O que havia naqueles objetos para que fossem considerados tão preciosos? Ele não sabia explicar, nem tentava ou precisava. Para ele eram preciosos e ponto, acabou. Porque, mesmo que ele não soubesse então, eram os instrumentos mágicos de confecção de tantas delícias tais as varinhas mágicas das fadas e das bruxas boas. E estas delícias eram a expressão gulosa do amor de sua avó. Tudo naquela cozinha cheirava, coloria, brilhava e soava carinho e dedicação e, até mesmo, paciência necessária para aturar aqueles netos traquinas.
Com o tempo aquela coleção de bugigangas foi diminuindo, diminuindo, até restarem pouquíssimas peças. Algumas se desgastaram com o uso e outras foram perdidas pelos netos. No fim eles acabaram se tornando objetos comuns e perderam todo o encanto. Mas o tesouro foi crescendo com o tempo até ficar além de qualquer avaliação. As dádivas daquela casa foram se multiplicando enquanto ele crescia. Algumas vezes eram um refugio para leitura em paz e silêncio, outras vezes um café da tarde surrupiado, um ponto de partida para caçadas com amigos, ou o primeiro emprego arranjado por seu avô. Mas, sempre em todos os tempos a orientação espiritual da sua avó, um espírito muito sofrido, mas muito forte. No avô nunca houve uma palavra áspera para ele, mesmo quando freqüentemente tomava dele o estilingue que com tanta dificuldade era construído.

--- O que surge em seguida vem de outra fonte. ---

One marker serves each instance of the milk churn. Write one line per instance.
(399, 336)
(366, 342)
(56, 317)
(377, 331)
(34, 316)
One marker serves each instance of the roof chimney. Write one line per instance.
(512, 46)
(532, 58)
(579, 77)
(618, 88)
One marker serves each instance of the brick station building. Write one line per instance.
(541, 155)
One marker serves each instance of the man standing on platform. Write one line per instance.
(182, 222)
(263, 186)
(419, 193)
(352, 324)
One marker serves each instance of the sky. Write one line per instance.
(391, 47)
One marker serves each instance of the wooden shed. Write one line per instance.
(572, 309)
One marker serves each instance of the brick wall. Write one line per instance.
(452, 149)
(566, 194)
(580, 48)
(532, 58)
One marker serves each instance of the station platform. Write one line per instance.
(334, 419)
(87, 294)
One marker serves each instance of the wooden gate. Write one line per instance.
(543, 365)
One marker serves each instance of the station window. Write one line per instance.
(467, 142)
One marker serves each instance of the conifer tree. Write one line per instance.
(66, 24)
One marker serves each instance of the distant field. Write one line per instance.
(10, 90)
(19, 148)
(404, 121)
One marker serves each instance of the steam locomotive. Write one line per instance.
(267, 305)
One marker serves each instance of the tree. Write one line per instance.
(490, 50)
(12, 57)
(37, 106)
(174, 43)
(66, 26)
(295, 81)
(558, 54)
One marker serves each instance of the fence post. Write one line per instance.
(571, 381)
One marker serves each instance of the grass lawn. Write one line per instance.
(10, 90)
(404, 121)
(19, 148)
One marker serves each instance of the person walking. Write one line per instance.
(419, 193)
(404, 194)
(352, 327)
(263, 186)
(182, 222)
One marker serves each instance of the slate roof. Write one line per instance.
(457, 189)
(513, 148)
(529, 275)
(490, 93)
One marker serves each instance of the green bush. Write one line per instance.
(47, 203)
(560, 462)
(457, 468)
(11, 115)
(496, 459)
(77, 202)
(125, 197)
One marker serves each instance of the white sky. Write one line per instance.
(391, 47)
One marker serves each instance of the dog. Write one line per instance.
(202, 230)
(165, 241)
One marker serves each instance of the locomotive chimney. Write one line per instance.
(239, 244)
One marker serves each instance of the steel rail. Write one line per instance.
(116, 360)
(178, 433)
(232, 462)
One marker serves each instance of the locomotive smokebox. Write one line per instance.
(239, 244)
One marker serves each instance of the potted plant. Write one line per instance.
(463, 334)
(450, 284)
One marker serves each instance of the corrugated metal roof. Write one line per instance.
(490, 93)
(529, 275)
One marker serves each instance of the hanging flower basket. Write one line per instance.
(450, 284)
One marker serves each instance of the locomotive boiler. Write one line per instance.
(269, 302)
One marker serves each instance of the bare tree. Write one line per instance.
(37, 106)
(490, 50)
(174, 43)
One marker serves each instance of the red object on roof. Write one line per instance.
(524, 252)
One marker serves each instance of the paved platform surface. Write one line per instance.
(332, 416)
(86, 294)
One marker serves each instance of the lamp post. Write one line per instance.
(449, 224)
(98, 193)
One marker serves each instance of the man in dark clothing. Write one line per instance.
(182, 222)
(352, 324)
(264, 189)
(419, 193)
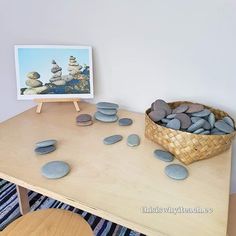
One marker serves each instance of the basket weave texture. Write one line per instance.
(188, 147)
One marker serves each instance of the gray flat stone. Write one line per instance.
(195, 119)
(125, 121)
(109, 112)
(133, 140)
(180, 109)
(171, 116)
(157, 115)
(215, 131)
(197, 125)
(46, 143)
(55, 169)
(176, 171)
(212, 119)
(44, 150)
(161, 104)
(165, 120)
(206, 125)
(105, 118)
(184, 119)
(223, 126)
(174, 124)
(83, 118)
(203, 113)
(107, 105)
(229, 121)
(195, 108)
(112, 139)
(163, 155)
(198, 131)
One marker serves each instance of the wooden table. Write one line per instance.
(115, 182)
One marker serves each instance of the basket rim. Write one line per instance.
(188, 133)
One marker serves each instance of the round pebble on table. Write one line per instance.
(55, 169)
(174, 124)
(107, 105)
(83, 118)
(157, 115)
(223, 126)
(105, 118)
(229, 121)
(163, 155)
(176, 171)
(46, 143)
(109, 112)
(180, 109)
(45, 150)
(112, 139)
(133, 140)
(125, 121)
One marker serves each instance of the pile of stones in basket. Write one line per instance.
(193, 118)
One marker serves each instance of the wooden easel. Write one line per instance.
(41, 101)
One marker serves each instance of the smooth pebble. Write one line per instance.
(176, 171)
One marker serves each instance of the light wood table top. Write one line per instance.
(115, 182)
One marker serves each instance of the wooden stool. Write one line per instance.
(232, 216)
(49, 222)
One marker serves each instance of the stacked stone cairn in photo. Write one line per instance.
(193, 118)
(106, 112)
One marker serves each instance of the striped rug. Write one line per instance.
(9, 211)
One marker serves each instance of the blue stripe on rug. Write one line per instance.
(9, 211)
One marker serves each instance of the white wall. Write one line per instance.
(143, 50)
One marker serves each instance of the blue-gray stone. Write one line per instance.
(165, 120)
(45, 150)
(109, 112)
(223, 126)
(105, 118)
(205, 132)
(163, 155)
(107, 105)
(195, 119)
(206, 125)
(133, 140)
(203, 113)
(125, 121)
(171, 116)
(198, 131)
(46, 143)
(215, 131)
(180, 109)
(176, 171)
(174, 124)
(229, 121)
(212, 119)
(196, 125)
(112, 139)
(55, 169)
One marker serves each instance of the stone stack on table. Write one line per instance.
(192, 118)
(106, 112)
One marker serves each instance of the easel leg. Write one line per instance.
(23, 199)
(39, 107)
(76, 106)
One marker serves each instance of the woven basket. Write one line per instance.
(188, 147)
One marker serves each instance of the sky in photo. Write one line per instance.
(40, 60)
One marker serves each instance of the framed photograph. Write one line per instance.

Ambos os avós eram espíritos muito fortes e nada neles era pequeno, qualidades ou defeitos, mas principalmente o amor. O amor nunca era negado ou rejeitado mesmo que fosse ofertado de maneira torta ou pouco merecido.
Quando já adulto ficou conhecendo a história de vida de seus avós e a tremenda luta pela redenção travada por eles e as enormes vitórias conseguidas mesmo que a guerra ainda estivesse longe de ser ganha. O tesouro dos exemplos de oportunidades perdidas, do não voltar do tempo e de que o que passou não pode mais ser mudado ou consertado.
Naquela casa havia um tesouro e este eram seus avós. Hoje eles estão procurando seus tesouros em outras realidades e o menino se sente muito mais pobre. Só lhe resta o tesouro da lembrança.